**MICHAEL JORDAN SHAKES THE SPORTS WORLD — SIGNS A 30-MILLION-DOLLAR DEAL WITH ELIUD KIPCHOGE TO LAUNCH THE “AIR JORDAN RUNNING ERA”! In a stunning agreement, Michael Jordan has signed a 30-million-dollar contract with marathon legend Eliud Kipchoge, making him the first-ever face of the new “Air Jordan Running” line. But the real shock lies in a special clause Jordan reserved for Eliud — something every track athlete dreams of.
The announcement dropped without warning on 13 November 2025 at Nike’s global headquarters in Beaverton, Oregon. Michael Jordan, wearing his trademark black suit and no smile, walked onto the stage beside Eliud Kipchoge, who looked almost shy in a simple white training top.
For thirty years, Air Jordan had been basketball’s untouchable kingdom. Football, golf, even baseball had received small branches of the Jumpman empire. Running, the biggest participation sport on earth, had always been kept at arm’s length. That changed in one signature.
The contract is reported at $30 million over five years, dwarfing every previous running endorsement in history. It includes signature shoes, apparel, and a promise that Kipchoge will headline every major marathon wearing Jumpman on his chest until 2030.
But money was never the headline. The headline was buried on page seven of the 42-page contract, a single paragraph that leaked hours after the press conference and sent the internet into meltdown.
Clause 23-B, nicknamed “The Dream Clause” by stunned reporters, reads: “Should Eliud Kipchoge break the men’s marathon world record while wearing Air Jordan product, Michael Jordan will personally retire jersey number 23 at the United Center and replace it with Kipchoge’s name and marathon WR time.”
In other words, if Eliud runs 1:59:xx or faster in official conditions, the most famous number in sport stops belonging to His Airness and becomes property of a quiet farmer from Kaptagat.
Jordan confirmed the clause himself when pressed. “I told him straight,” he said, voice low. “Beat my legacy on the road and I’ll hang your name where mine used to be. That’s the deal.”
Kipchoge, typically serene, allowed himself a small smile. “Coach Sang always says records are made to be broken,” he replied. “Maybe one day the rafters in Chicago will read ‘Kipchoge 1:59’ instead of Jordan 23. Pressure is nothing new.”
The clause is unprecedented. No athlete outside basketball has ever been offered symbolic ownership of Jordan’s number. Not Tiger Woods, not Serena Williams, not even Ronaldo. Eliud is the first.
Nike executives say the idea came from Jordan himself during a private dinner in Monaco last summer. He had watched Kipchoge’s INEOS 1:59 performance in 2019 and reportedly told his inner circle, “That man has the same killer inside him I had. He just hides it better.”
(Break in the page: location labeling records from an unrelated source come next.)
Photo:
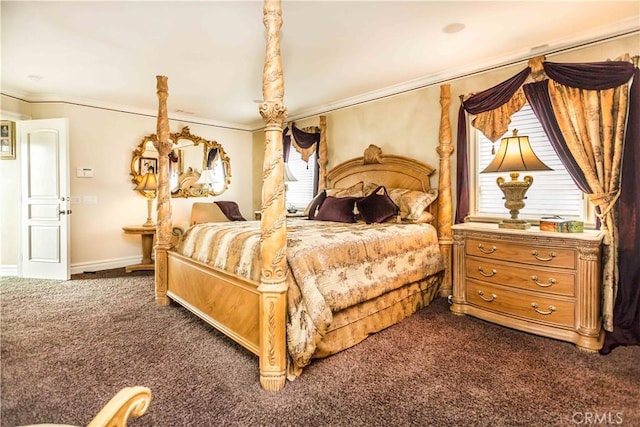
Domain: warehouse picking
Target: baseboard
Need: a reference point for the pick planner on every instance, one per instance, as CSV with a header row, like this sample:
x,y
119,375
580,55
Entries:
x,y
81,267
8,270
107,264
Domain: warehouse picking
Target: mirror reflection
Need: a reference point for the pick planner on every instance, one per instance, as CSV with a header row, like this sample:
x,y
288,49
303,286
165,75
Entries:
x,y
197,167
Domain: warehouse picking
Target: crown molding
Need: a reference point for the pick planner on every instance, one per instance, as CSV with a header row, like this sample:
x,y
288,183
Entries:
x,y
127,109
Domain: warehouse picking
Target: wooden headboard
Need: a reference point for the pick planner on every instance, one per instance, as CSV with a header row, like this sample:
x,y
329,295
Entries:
x,y
384,169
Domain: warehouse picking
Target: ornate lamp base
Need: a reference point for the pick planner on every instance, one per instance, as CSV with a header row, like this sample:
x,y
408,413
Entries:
x,y
514,192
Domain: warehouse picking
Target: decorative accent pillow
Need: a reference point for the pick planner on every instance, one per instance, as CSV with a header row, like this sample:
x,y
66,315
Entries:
x,y
425,217
313,207
412,203
377,206
339,209
356,190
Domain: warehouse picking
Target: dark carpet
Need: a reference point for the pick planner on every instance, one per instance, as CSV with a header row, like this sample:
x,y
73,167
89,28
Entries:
x,y
69,346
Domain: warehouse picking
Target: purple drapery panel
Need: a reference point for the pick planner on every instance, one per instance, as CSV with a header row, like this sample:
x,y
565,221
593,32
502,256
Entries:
x,y
538,97
286,144
626,310
486,100
591,76
303,139
598,76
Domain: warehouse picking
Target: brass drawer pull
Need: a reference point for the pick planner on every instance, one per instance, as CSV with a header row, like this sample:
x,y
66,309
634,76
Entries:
x,y
535,307
484,251
493,272
493,296
544,285
535,253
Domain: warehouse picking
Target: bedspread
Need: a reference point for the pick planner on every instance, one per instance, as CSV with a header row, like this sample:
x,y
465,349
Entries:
x,y
332,266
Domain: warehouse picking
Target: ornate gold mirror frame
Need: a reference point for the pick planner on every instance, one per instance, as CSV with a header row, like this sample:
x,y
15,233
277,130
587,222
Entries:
x,y
190,156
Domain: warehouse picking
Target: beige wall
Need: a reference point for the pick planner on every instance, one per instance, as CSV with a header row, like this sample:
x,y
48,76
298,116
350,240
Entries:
x,y
104,140
407,124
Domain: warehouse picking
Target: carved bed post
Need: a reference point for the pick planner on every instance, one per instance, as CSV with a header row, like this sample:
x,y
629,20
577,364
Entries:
x,y
322,155
445,215
273,289
163,229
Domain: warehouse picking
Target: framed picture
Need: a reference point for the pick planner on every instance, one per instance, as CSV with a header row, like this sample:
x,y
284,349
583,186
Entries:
x,y
148,164
7,140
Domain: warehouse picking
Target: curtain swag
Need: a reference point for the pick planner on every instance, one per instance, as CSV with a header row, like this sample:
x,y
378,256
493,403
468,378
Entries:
x,y
305,143
591,115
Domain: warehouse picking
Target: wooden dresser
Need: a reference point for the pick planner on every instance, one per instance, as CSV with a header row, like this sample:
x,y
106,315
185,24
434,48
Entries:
x,y
540,282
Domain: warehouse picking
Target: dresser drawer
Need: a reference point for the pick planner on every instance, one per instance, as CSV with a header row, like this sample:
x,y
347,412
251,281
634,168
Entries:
x,y
554,281
534,307
530,254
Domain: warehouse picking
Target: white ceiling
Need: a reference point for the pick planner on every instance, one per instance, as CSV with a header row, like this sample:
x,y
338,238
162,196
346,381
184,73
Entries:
x,y
335,53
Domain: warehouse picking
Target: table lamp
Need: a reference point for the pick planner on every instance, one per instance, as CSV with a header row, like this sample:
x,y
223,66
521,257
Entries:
x,y
148,186
515,155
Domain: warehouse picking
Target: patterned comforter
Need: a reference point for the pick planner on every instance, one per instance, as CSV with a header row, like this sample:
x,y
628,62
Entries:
x,y
333,266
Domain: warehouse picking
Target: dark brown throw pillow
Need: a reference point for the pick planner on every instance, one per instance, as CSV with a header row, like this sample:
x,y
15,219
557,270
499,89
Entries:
x,y
339,209
377,206
315,204
231,210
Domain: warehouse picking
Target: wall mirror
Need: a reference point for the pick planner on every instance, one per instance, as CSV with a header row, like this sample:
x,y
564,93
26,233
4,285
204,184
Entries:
x,y
197,167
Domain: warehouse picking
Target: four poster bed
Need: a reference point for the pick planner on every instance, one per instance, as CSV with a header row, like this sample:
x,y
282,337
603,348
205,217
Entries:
x,y
291,290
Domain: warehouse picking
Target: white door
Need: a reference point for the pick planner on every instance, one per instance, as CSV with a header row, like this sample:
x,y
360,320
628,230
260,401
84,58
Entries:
x,y
44,242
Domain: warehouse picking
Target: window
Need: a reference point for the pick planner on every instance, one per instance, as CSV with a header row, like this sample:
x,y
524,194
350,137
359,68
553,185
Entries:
x,y
300,192
552,192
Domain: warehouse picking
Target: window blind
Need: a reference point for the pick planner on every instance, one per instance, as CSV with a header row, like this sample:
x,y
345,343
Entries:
x,y
552,192
300,192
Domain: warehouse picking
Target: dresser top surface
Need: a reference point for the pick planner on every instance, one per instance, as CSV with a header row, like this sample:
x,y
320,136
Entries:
x,y
588,235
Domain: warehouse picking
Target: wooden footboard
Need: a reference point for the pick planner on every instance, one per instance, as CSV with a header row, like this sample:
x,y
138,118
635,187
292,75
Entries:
x,y
229,303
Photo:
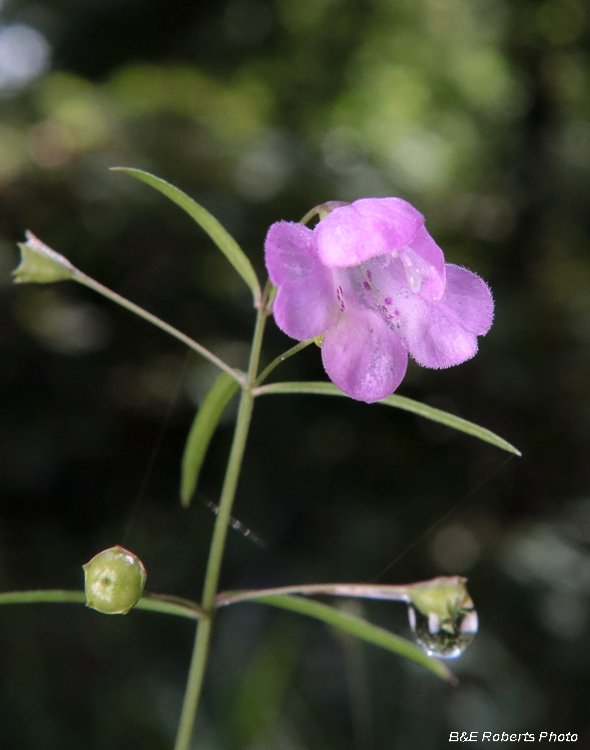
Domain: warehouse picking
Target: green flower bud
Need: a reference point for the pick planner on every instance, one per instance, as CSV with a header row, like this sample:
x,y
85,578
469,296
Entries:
x,y
40,264
114,581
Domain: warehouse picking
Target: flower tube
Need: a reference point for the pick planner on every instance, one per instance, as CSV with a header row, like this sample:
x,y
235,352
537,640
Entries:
x,y
373,282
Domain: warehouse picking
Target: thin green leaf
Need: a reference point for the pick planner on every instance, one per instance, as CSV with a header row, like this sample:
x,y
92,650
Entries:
x,y
201,432
401,402
224,241
360,628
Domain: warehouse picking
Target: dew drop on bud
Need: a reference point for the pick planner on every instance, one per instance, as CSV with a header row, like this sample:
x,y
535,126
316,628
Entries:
x,y
114,581
445,640
442,617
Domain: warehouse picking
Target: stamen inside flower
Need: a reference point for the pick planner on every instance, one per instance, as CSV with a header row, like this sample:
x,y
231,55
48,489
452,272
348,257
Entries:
x,y
413,274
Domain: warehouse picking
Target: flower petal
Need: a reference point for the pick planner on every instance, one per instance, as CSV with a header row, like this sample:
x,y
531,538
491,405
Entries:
x,y
429,267
290,252
444,333
303,309
366,228
363,356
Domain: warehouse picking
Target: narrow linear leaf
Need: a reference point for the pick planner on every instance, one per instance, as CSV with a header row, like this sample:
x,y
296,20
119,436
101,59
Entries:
x,y
360,628
201,432
220,236
401,402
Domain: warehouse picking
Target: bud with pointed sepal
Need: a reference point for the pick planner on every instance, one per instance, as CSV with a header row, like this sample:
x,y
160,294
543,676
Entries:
x,y
114,581
40,264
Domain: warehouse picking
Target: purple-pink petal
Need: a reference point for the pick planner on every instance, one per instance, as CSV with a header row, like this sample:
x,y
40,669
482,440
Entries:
x,y
444,333
363,356
366,228
290,252
427,249
302,308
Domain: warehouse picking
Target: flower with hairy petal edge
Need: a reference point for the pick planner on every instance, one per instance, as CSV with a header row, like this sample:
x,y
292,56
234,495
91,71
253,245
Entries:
x,y
372,280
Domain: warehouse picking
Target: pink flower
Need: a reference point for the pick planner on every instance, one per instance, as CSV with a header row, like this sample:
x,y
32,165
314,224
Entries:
x,y
372,280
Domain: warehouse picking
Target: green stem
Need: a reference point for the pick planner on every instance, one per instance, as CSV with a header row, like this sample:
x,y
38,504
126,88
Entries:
x,y
285,355
168,605
351,590
114,297
202,640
Designs of the first Air Jordan marathon shoe — internally codenamed “AlphaFly 23” — were shown to select media under embargo. The plate is carbon, the foam is ZoomX, but the heel carries a tiny embroidered “23” that glows faintly when it strikes the ground.
Kipchoge will debut the shoe at the 2026 Tokyo Marathon. His target, whispered among the Nike running team, is 2:00:30 or faster — a time that would obliterate his own current record of 2:01:09 set in Berlin 2022.
Social media exploded within minutes. Kenyan runners posted crying-laughing emojis under photos of the United Center rafters. Chicago fans threatened to riot. One viral tweet read: “Michael Jordan just put his own number on the trading block for a marathoner. This is the most disrespectful sign of respect in sports history.”
Back in Eldoret, Patrick Sang watched the press conference on a small television in his office. When asked by local journalists what he thought of the clause, he laughed for a full ten seconds. “Eliud doesn’t need extra motivation,” he said. “But if retiring number 23 is what it takes to make him suffer one more second per kilometre, Michael just gave him wings.”
Nike stock rose 4.7 percent in after-hours trading. The running world, long considered the poor cousin of team-sport marketing, suddenly found itself at the centre of the sneaker universe.
Whether Kipchoge ever claims the ultimate prize remains uncertain. He turns 41 next November, ancient by marathon standards. Yet those who train beside him in Kaptagat say he is running stronger than ever.
One thing is guaranteed: the next time Eliud Kipchoge toes the line in Jumpman spikes, forty thousand spectators in Tokyo — and one legend watching from a private box in Chicago — will be holding their breath for more than just a world record.
They will be watching to see if the greatest basketball player alive is willing to surrender the number that defined him, all because a soft-spoken Kenyan once taught the world that no human is limited.
And somewhere high above the Rift Valley, Eliud is already running easy 200-metre repetitions at 4:30-per-kilometre pace, smiling quietly, knowing that the most famous 23 in sport is now, for the first time ever, within reach of a marathoner’s stride.